Because my co-writer Nicholas Austin Ferrell’s New Leaf Journal leadership resembles something out of 1940s Germany, I will produce a small article on my journey into video game making here.
Despite having no knowledge of programming, I have always been interested in video game design. I think that this comes from my larger passion for story-telling and narrative, which is reflected in my musical work. Although I would have been scarcely able to remember this without having been reminded, when I was younger, I would often draw my own video game maps after playing a Game Boy game or computer game. I never followed up on my interest in making video games because that interest was outweighed by my disinterest in learning programming.
After the tyrannical Nicholas Austin Ferrell viewed my obsessive terraforming in recent months in Animal Crossing: New Horizons, he told me that I should try applying that to making my own game through an engine called RPG Maker MV. While I was hesitant, he assured me that it was his understanding that RPG Maker made it possible to do quite a bit without knowing any programming languages. Soon thereafter, RPG Maker MV was available on Steam at a major discount, and I decided to purchase it and give it a try.
I was a bit overwhelmed at first by the wealth of options in RPG Maker MV. However, the program fortunately has a large and dedicated user-base committed to producing content to make it easy for newcomers to learn how to use RPG Maker’s many tools. After perusing many YouTube tutorials, I was able to make a series of joke programs to test triggers, variables, and battle mechanics in several sample games.
Having achieved some mastery of the basics, I am now working on a more serious RPG Maker MV project – “Jingzi Jingzi” – to apply what I have learned. I plan to release this project to New Leaf Journal readers and the public at large when it is ready, while providing updates along the way.

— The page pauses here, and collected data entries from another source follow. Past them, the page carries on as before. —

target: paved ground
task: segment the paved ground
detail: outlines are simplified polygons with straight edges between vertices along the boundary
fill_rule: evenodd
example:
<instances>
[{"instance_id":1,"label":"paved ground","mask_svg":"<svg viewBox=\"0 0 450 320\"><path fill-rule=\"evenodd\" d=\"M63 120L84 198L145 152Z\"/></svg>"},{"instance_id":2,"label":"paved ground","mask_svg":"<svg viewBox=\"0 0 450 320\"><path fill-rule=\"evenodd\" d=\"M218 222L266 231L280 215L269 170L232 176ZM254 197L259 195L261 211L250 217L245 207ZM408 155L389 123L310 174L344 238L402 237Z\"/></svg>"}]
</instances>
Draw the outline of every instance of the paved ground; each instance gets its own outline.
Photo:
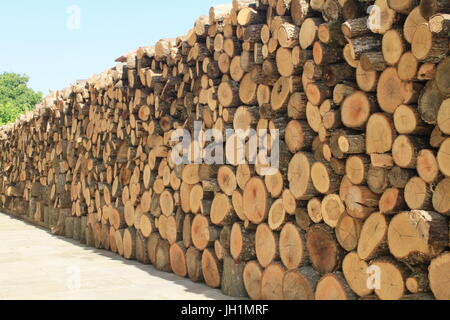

While this current project will still be on the short and simple end of RPG Maker MV games, I am implementing some features and concepts that I hope will make it an interesting game to play. This game will give the player a certain degree of freedom of action on how to spend his or her time. It will take place over the course of seven days and seven nights, with a countdown clock showing the amount of time the player has remaining to avert a disaster. The game will have triggers for certain events to occur on certain days, and the player’s actions will have a clear impact on how the events in the game transpires.
In my previous test game, I successfully implemented some of these features. For example, my last project featured seven days and event triggers for specific days, but the current project will introduce significantly more complexities.
I look forward to providing details about this project over the coming weeks, and we are aiming to have something available for download beginning around Halloween.